Back in the day, two friends and I started a business. We were a good mix of skills, dispositions, and work ethic. One of the partners, Jack, was the best project manager I ever encountered. His staff loved him, and the clients always wanted to know if Jack was managing their particular project. We had one client in the Midwest that made a very large contract contingent on Jack being the manager. That was fine. Jack had a demand of his own – and it was non-negotiable. The client waivered, but Jack held firm. He was clear, convicted, and certain: no matter what, he would be attending the Summer Olympics and the World Track and Field championships. That was his non-negotiable: his vacation.

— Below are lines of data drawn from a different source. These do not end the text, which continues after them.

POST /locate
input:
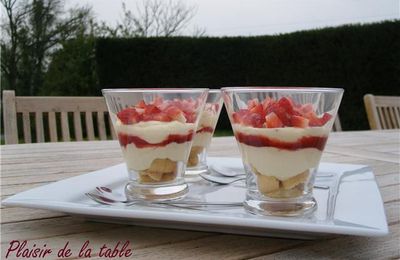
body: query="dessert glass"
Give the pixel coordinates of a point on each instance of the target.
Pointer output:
(155, 128)
(281, 133)
(197, 162)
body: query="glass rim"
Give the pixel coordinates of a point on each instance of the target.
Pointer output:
(154, 90)
(282, 89)
(214, 91)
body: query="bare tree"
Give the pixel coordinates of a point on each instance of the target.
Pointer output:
(32, 30)
(155, 18)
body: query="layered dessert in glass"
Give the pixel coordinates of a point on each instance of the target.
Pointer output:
(155, 129)
(281, 133)
(197, 162)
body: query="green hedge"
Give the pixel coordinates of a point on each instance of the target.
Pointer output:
(360, 58)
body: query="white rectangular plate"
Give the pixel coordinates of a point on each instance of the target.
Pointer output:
(352, 205)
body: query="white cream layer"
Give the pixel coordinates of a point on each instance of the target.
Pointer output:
(202, 139)
(207, 119)
(140, 159)
(154, 131)
(282, 164)
(287, 134)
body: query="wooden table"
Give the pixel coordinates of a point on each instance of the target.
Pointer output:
(26, 166)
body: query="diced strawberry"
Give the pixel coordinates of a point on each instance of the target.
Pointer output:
(175, 114)
(316, 121)
(190, 117)
(141, 104)
(281, 112)
(306, 108)
(258, 109)
(158, 101)
(299, 121)
(267, 102)
(151, 109)
(252, 103)
(254, 119)
(239, 115)
(129, 116)
(162, 117)
(287, 104)
(273, 121)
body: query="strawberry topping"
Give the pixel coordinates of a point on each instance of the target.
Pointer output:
(283, 112)
(160, 110)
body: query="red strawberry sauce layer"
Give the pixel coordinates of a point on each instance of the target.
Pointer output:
(125, 139)
(206, 129)
(317, 142)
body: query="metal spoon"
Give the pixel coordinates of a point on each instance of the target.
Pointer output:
(222, 180)
(227, 171)
(108, 201)
(228, 180)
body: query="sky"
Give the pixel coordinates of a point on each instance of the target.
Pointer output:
(263, 17)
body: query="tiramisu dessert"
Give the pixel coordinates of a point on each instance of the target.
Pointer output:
(204, 132)
(156, 137)
(281, 142)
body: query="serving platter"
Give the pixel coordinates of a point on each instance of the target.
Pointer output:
(352, 205)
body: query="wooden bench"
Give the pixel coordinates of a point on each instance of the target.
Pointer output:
(87, 117)
(383, 111)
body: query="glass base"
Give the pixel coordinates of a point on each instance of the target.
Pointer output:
(302, 206)
(153, 192)
(195, 171)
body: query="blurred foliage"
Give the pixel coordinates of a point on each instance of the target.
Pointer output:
(72, 70)
(33, 30)
(359, 58)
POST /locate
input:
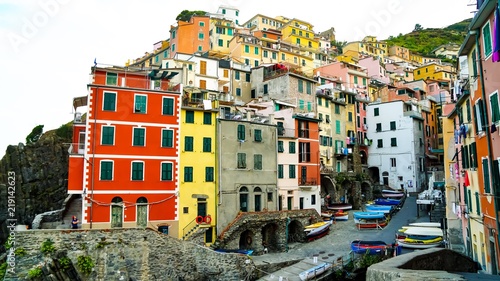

I had my “non-negotiable” vacation time, too. But I have to say I was not as clear, forthright, and bold as Jack. I just made it work, quietly, without a lot of fanfare or attention. I always took vacation to free up the whole week before Easter. I took time off to relax, visit people, take long bike rides and decompress so I would be ready to celebrate Holy Thursday, Good Friday, the Easter Vigil, and Easter Sunday. I have to admit, I did not pay a lot of attention to Palm Sunday.
Palm Sunday is the gateway to Holy Week; the context is set today in the holy words we proclaim. Although most everyone calls it “Palm Sunday,” today is properly called “Palm Sunday of the Lord’s Passion.” Lots of people are surprised that the Palm Sunday gospel proclamation is part of the entrance procession, and that the Gospel is the reading of the Passion. At one point in my life I distinctly remember thinking that reading the Passion was jumping the gun a bit. I mean, won’t Good Friday arrive in its own good time? Can’t we wait to hear about the Last Supper, the betrayal, Gethsemane, the trials, Pontius Pilate, scourging, the crucifixion, and Jesus dead, laid in a tomb? What is the rush?
One thought is that people don’t attend church on Holy Thursday and Good Friday, and so the Church wants to make sure that they hear the reading of the Passion before Easter. I will admit there is a danger in going from the Palm Sunday shouts of “Hosanna to the Son of David; blessed is he who comes in the name of the Lord; hosanna in the highest;” then jumping to Christ Resurrected. The “danger” is “see, it all works out, Jesus wins,” skipping over the details of Holy Week and thinking the glory of God is revealed in the Resurrection alone.
I think there is something in reading the Passion on Palm Sunday that not only gives us the context for the week, but it also points to the heart of Holy Week. And we need to sit with that memory of the Passion for a few days before we celebrate the particulars of Holy Thursday and Good Friday. We need time to let it rummage around and let it find its home within us to better prepare for those liturgies.
It has not been that long since we celebrated Christmas when the Son of God and Son of Mary, fully divine and fully human, entered into the fullness of the human condition. Now our Lenten journey has brought us to Holy Week where so many folks focus on all that Jesus suffered for us because of our human condition, stiff-necked and unrepentant as we can be. Even though that is true, I think it misses the mark. It is incomplete at best. Yes, Jesus suffered for us, but Jesus has entered into the part of humanity where darkness dwells; where people are entombed, where there is torture, brokenness, bondage, hopelessness, and abandonment. The place where we hear “Eli, Eli, lema sabachthani? … My God, my God, why have you forsaken me?”, from the voices of the faithful, the lost, the despairing, and those who are afflicted and who feel as though there is no place left for hope; the voices that may be particularly poignant during this pandemic of the coronavirus.
But it is through the betrayal, Gethsemane, the trials, Pontius Pilate, the scourging, and the crucifixion that Jesus enters into the darkest part of humanity: where he is tortured, broken, held in bondage, scourged and crucified and thus helpless in the hands of Roman power, corrupt authorities and betrayal. There is no vestige of human experience untouched by God.
Such is the love of God for us. The glory of God displayed as a Love so vast, a desire that all be saved that runs so deep, that God holds back nothing. Nothing! Not even his only Son. Such love. Such love! It is the glory of God. Holy Week is a journey into the Glory of God, rightly understood.
It is to understand the Mass of the Lord’s Supper on Holy Thursday in a profound way. To understand that the Word of God, condescendere, stepped down in humility to pitch his tent with us. Stepped down to wash His disciples’ feet; knowing that Jesus will step down even further into the full darkness of the human condition. That all will be saved, all will be converted; even the most broken part of our lives. So, when Jesus asks the Apostles on Holy Thursday, “Do you know what I have done for you?” The answer is far richer. Then to sit, watch the altar being stripped as darkness begins to fall within the church, and the grand silence settles, and we wait… and there is a lot of waiting these days. But we also ponder: “Do you know what I have done for you? Do we really understand what He has done for us?
Holy Week begins here on Palm Sunday. By Easter Sunday morning we pray we will be closer to being able to more completely answer the question: “Do you know what I have done for you?” We need time to let it rummage around and let it find its home within us. And this year it seems exactly the celebration we need during this pandemic as we wait and wonder.